Shepard Hall opens exhibit highlighting past, contemporary student activism

+A+visitor+looks+at+an+aspect+of+the+Shepard+Engagement+Center%E2%80%99s+new+student+activism+exhibit.+The+gallery+will+run+until+at+least+Reading+Week+and+highlights+both+historical+and+contemporary+movements.+

Rachel Kupfer/The Daily Northwestern

A visitor looks at an aspect of the Shepard Engagement Center’s new student activism exhibit. The gallery will run until at least Reading Week and highlights both historical and contemporary movements.

Troy Closson, Print Managing Editor

Melissa Foster (Bienen ’96, ’01) was a sophomore at Northwestern when University Police knocked a black student down while he was traveling home and handcuffed him for taking a bike that he owned. The incident prompted an “outcry” from students, the Communication lecturer said, and she participated in a campus protest asking for police accountability, support for the Black House and several other demands.

“If you care about something, you can make a difference,” said Foster, who is a Shepard Hall and 1838 Chicago Faculty-in-Residence. “It seems like one person can’t and we’re all too busy but even the smallest things (matter).”

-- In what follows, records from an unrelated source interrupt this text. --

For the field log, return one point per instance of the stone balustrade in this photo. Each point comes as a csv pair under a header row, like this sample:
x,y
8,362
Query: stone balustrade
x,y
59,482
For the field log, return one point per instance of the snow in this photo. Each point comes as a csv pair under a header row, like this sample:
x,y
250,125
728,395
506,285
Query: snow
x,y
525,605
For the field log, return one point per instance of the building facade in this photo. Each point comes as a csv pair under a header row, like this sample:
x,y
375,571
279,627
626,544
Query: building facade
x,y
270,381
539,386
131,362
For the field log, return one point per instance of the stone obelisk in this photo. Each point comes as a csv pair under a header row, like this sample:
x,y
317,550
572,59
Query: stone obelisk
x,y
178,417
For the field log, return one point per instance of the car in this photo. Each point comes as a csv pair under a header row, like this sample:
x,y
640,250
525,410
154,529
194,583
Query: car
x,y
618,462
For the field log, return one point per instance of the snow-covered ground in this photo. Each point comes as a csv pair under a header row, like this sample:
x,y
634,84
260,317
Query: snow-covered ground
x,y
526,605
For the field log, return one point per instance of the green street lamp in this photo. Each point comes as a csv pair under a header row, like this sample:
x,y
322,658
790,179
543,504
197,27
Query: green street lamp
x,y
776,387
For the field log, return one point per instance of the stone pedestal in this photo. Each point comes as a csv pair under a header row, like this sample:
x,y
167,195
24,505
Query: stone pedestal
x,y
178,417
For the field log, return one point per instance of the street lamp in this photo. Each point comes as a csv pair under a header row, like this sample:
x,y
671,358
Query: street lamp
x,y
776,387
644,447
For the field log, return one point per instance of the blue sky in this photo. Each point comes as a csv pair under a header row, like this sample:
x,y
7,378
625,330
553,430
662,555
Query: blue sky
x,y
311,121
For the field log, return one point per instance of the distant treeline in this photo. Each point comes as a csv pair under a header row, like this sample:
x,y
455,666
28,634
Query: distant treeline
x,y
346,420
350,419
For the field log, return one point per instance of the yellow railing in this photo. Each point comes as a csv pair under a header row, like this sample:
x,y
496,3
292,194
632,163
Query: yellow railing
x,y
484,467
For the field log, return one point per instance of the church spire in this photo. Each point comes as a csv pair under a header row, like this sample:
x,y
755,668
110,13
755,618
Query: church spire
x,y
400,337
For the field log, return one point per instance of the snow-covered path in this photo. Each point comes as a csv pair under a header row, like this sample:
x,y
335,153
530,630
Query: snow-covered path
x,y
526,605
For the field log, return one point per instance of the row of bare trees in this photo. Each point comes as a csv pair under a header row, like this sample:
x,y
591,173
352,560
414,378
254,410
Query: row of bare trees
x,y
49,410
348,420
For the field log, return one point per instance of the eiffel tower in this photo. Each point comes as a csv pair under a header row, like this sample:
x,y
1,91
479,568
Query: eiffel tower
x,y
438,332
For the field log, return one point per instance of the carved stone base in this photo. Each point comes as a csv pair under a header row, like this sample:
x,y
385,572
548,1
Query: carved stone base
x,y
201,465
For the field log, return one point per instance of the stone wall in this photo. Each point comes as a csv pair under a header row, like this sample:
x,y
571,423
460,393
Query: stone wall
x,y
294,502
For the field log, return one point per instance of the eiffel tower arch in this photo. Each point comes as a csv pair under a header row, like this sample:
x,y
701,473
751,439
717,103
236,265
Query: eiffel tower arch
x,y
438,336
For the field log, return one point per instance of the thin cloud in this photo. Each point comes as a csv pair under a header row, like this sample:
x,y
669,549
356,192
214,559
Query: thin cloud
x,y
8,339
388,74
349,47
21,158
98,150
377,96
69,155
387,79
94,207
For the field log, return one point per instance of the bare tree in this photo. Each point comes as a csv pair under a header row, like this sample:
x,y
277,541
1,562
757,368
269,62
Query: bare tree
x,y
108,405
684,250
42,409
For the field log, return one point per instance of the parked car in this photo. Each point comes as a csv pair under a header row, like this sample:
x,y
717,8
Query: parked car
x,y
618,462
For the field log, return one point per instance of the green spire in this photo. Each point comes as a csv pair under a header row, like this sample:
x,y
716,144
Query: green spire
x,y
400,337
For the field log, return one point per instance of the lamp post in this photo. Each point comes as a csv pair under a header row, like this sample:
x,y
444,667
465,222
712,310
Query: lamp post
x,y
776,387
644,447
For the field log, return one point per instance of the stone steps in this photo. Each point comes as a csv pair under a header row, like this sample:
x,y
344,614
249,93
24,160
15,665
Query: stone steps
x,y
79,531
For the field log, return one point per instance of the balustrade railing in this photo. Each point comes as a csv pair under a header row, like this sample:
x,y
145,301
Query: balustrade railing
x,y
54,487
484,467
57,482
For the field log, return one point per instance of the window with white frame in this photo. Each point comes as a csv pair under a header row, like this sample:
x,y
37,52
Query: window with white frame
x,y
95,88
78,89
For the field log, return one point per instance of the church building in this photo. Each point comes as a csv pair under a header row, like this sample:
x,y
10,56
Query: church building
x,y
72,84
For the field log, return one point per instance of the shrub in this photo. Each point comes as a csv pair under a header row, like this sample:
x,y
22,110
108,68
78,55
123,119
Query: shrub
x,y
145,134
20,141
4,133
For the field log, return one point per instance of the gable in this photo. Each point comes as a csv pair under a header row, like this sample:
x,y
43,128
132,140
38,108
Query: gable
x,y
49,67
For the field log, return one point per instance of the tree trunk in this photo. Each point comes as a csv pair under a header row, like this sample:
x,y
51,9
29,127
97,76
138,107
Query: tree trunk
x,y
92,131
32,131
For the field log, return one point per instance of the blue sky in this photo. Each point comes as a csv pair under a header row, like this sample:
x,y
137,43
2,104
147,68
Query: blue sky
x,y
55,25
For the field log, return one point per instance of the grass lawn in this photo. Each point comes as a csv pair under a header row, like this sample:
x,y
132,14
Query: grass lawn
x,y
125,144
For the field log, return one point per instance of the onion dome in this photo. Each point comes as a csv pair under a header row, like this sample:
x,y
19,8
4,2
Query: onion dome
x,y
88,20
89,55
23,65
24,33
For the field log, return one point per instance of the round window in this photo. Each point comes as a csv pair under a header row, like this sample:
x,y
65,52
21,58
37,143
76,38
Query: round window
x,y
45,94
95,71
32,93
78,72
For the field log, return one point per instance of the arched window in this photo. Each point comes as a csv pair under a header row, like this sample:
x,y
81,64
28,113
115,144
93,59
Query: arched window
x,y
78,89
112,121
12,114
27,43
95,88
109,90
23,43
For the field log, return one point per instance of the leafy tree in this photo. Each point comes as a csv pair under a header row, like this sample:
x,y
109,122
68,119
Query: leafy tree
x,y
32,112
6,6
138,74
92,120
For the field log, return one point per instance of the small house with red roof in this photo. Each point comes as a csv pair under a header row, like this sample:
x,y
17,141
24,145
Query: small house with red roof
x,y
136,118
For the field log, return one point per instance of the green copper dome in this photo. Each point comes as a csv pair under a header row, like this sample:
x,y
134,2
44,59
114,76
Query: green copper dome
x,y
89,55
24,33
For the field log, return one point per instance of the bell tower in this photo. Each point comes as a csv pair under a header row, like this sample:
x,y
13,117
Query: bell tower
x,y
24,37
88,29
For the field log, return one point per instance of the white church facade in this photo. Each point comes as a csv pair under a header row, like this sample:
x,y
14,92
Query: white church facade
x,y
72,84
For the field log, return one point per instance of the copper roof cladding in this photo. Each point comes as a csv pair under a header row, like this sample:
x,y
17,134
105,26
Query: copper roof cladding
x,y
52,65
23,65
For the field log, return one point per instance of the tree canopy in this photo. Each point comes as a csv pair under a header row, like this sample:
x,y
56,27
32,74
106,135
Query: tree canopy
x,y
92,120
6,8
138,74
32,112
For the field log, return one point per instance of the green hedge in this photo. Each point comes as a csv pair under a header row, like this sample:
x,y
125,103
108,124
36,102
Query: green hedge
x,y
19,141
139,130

Conveying that message is a goal of Shepard Hall’s new educational exhibit, Foster said at its opening reception Monday, which drew around 35 attendees. Newspaper archives, black-and-white photos and reproductions of social media posts line the walls of the Shepard Engagement Center to bridge historical student activism at NU with modern-day movements.

The educational gallery is a joint initiative between the Office of Residential Academic Initiatives, University Archives, other campus departments and in-area Faculty-in-Residence.

Charla Wilson, the University archivist for the black experience, told The Daily she hopes the exhibit can serve as an opportunity to honor past campus activists. While she said it’s easy to “take for granted” the significant impacts students have made on NU, the gallery is meant to directly recognize that.

“An aspect that this exhibit highlights that I find remarkable is that academic programs such as black, Asian-American, Latino, women and gender studies were not enhancements that were resulting from the top administrators down to the students,” Wilson said. “They were actually the results of students fighting for these programs.”

The exhibit features media from the Bursar’s Office Takeover, hunger strike for Asian-American Studies and other past activism movements at NU, director of Residential Academic Initiatives Brad Zakarin told The Daily. But more recent movements were also intentionally included, he said.

In the process of curating the exhibit, Zakarin said exploring both what constituted campus activism historically and “what sorts of shapes (it is) taking in the social media age” was essential. One feature of the gallery, an online quiz created last year to identify black actors and actresses in the theater community, was a “perfect example” of how modern activism can take unconventional forms, he said.

“We had this idea to not do something that was a straight-up commemoration of the Bursar’s Takeover,” Zakarin said, “but instead to use the Bursar’s Takeover as a source of inspiration for looking forward over 50 years of Northwestern student activism and thinking about the different forms, the different issues, the different people involved.”

The exhibit will run until at least the beginning of Reading Week, Zakarin said, but depending on students’ responses, it could be in place for longer or move into a different residential space or campus building.

McCormick freshman Claudia Kalisa said she attended the exhibit’s reception to learn more about student protests on campus. After looking throughout the gallery, she said the ways past activism can impact the present was evident.

“We’re here and we have the Black House … and it’s a more diverse community than I imagine it was back then,” Kalisa said. “But I feel like it’s important for people to know it hasn’t always been like this, that there were people that had to do something for us to have what we have now. And if possible, we could do something better for other people that will come after us.”